"Little do you know im still haunted by the memmories"
1 month after everything happend
Ponyboy's POV
I was walking to the lot one day and I came allong the spot there Johnny and I sat the night I ran away, it brought back all of the memmories of that night. Everything came flooding back into my mind, I started to tear up a little. Iwalked up to a tree on he outside of the lot next to the spot and sat down by it, I resteed my head up aginst the tree.
Everything was going through my mind like what if i hadent run away? what if I didnt run into that burning building to save the kids? What if Johnny had lived?
I just sat there thinking about anything and everything. after a little while I got up I reached into my back pocket and grabbed my switchblade and started carving into the tree making sure not to make the letters too big and too deep. after I was dont I had carved...
"Stay Gold, Johnathan Cade Born Gold died Golden"
Into the tree, I took a last look at it and started walking back to the house.
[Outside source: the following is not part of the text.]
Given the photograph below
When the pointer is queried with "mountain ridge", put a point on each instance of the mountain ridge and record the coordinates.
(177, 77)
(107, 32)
As I was walking home I was still thinking what if Johnny hadent died?
Like I miss him he was my best friend of course id miss him the worst thing was is that I knew what his father was doing to him and I couldn't do anything, witch broke my heart a little because I loved him like a brother and now hes... gone.
I finally got home and i was on my way up to my room "Hey Pony whats wrong, Your mopping around." Soda said to me
"Nothin' just thinkn' ya know." I replied
"thinkin' bout' what?" Soda asked
I sighed " thinkin' bout'... what if Johnny hadent died and what if I hadent ran away that night." I said looking my brother in the eye then looking at the ground
"Oh." was all Soda said
I nodded and went to my room, I closed the door and laied on my bed with my hands behing my head looking up at the cieling, I just laied there and thought, What if I hadent ran way that night would Johnny have killed Bob and would he have ended up dead?
I looked out the window and the sun was setting it looked like it did that morning in the church with Johnny
"Natures first green is gold,
Her hardest hue to hold.
Her early leaf's a flower,
but only so an hour.
Then leaf subsides to leaf.
So Eden sank to greif,
So dawn goes down to day.
Nothing gold can stay."
I said thinking of Johnny the whole time, He was the only one I ever saw a sunrise/sunset with I miss him so much.
with that I went to bed thinking of all the good times I had with Johnny.